Looks like I'm going to have a nesting pair down back this year - they've been hanging around now for a week or so scarfing up the bunny food - I think they got a nest going down there, if they do I'll try to get pics of the babies when they show up.

NAB


----------



## Whitefeather (Sep 2, 2002)

They're beautiful NAB.  
Thanks for sharing them with us.

Cindy


----------



## Skyeking (Jan 17, 2003)

OOOOOOOH! They are really cute....I can only imagine how cute the babies will look.  

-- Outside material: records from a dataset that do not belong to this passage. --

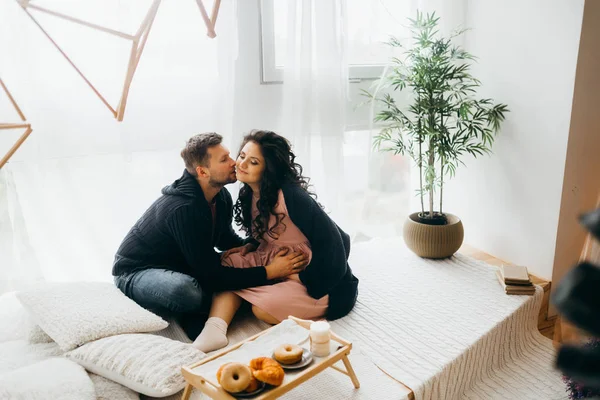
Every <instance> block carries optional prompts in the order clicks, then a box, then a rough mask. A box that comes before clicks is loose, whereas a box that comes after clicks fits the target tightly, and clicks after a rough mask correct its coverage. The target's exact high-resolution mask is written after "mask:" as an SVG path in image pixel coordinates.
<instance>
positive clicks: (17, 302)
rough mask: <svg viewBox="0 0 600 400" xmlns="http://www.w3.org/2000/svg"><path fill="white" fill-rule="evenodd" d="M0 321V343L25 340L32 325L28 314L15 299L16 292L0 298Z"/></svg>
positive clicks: (11, 293)
mask: <svg viewBox="0 0 600 400" xmlns="http://www.w3.org/2000/svg"><path fill="white" fill-rule="evenodd" d="M0 321H2V323H1V324H0V343H1V342H8V341H11V340H23V339H27V335H28V334H29V330H30V329H31V327H32V325H33V321H32V320H31V318H30V317H29V313H28V312H27V310H25V309H24V308H23V306H22V305H21V303H20V302H19V299H17V296H16V292H9V293H4V294H3V295H2V296H0Z"/></svg>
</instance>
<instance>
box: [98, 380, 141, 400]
mask: <svg viewBox="0 0 600 400" xmlns="http://www.w3.org/2000/svg"><path fill="white" fill-rule="evenodd" d="M90 379H91V380H92V382H93V383H94V389H96V400H140V395H139V394H138V393H136V392H134V391H133V390H131V389H128V388H126V387H125V386H122V385H119V384H118V383H117V382H113V381H111V380H108V379H106V378H103V377H101V376H100V375H96V374H90Z"/></svg>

Thanks for sharing and continuing to share with us Nab, it always cheers up any day!


----------



## nabisho (Nov 18, 2004)

*I like their little bandito masks*

cute little fellows and man are they fast - I have to take their pictures through the back bedroom window - you just can't go outside and sneak up on them they hear everything.

NAB


----------



## Maggie-NC (Jun 22, 2005)

Nab, they are really pretty. Are they about the size of quail?


----------



## nabisho (Nov 18, 2004)

*They get slightly bigger than quail*

At maturity they are bigger than quail, about the size of a good rooster, maybe 2-3 inches taller than a mature quail.

NAB


----------



## Reti (Jul 20, 2003)

They are gorgeous. Can't wait for pics of the babies.

Reti


----------



## mr squeaks (Apr 14, 2005)

I thought they looked like Quail. Never heard of Chuckers before and don't think I've ever seen any. 

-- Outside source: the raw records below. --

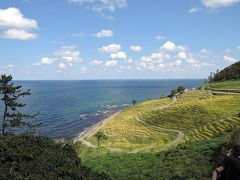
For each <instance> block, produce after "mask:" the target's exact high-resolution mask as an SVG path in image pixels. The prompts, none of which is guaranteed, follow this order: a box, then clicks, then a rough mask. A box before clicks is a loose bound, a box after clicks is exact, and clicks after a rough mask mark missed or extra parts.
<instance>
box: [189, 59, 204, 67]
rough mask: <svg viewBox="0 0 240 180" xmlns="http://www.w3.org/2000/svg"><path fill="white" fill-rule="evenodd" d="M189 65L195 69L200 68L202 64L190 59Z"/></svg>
mask: <svg viewBox="0 0 240 180" xmlns="http://www.w3.org/2000/svg"><path fill="white" fill-rule="evenodd" d="M187 63H189V64H190V65H191V66H193V67H200V66H201V65H200V62H199V61H198V60H196V59H194V58H188V59H187Z"/></svg>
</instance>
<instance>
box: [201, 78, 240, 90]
mask: <svg viewBox="0 0 240 180" xmlns="http://www.w3.org/2000/svg"><path fill="white" fill-rule="evenodd" d="M205 89H207V90H213V91H226V92H228V91H229V92H235V93H238V92H240V80H229V81H224V82H215V83H209V84H205Z"/></svg>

They are really stunning birds! Can't wait to see more pictures!

Do they make sounds like Quails?


----------



## Fancyfowl4ever (Oct 6, 2006)

We don't have wild Chukers here, I breed them though. Evil lil buggers they are. Very pretty though. 

They are a lot bigger then quail(they are more then twice the size of my Bobs), just a bit smaller then a bantam hen(regular bantam, my sebright bantams are smaller then the chukars). Here's a pic that shows a medium sized roo, a bantam hen and my chukar male.








Their regular chat with their flock members are repeated chirps. I tried to make a video with sound(since just sound isn't possible with my camera) of their chatting, but the uploading takes forever(20% in 20 minutes......  ). I will post it later when I got more time.

If they are ticked off or want something they call their name repeatedly in a voice thats deeper then their chirps , "chukar-chukar-chukar".


I hope your Pair hatches lots of lil ones, they are sooo tiny and cute, very fuzzy too. They have very long legs and can run fast as lightning(ok, maybe not that fast but close  ). You definetly have to make some pics when they have chicks!

Try maybe throwing an apple slice or something out for them, I bet they'll really like that, I know mine go crazy for fresh fruit.

I wish we had some wild ones here, a lil further west from us towards the Border, there are supposed to be Wild Chuks.


----------



## feralpigeon (Feb 14, 2005)

Wow, thanks Nab and FancyFowl4ever for your pictures and descriptions. I did
think I was aware of these guys before but I wouldn't be surprised if it was from
reading Nab's posts  .

fp


----------



## TAWhatley (Mar 6, 2001)

http://www.birding.in/birds/Galliformes/chukar_partridge.htm

Some interesting information and a nice pic too! Chukar's are beautiful birds.

Terry


----------



## mr squeaks (Apr 14, 2005)

Very interesting article on the Chukar, Terry! They are really beautiful birds!

So THAT'S where the expression "Partridge in a Pear Tree" came from!


----------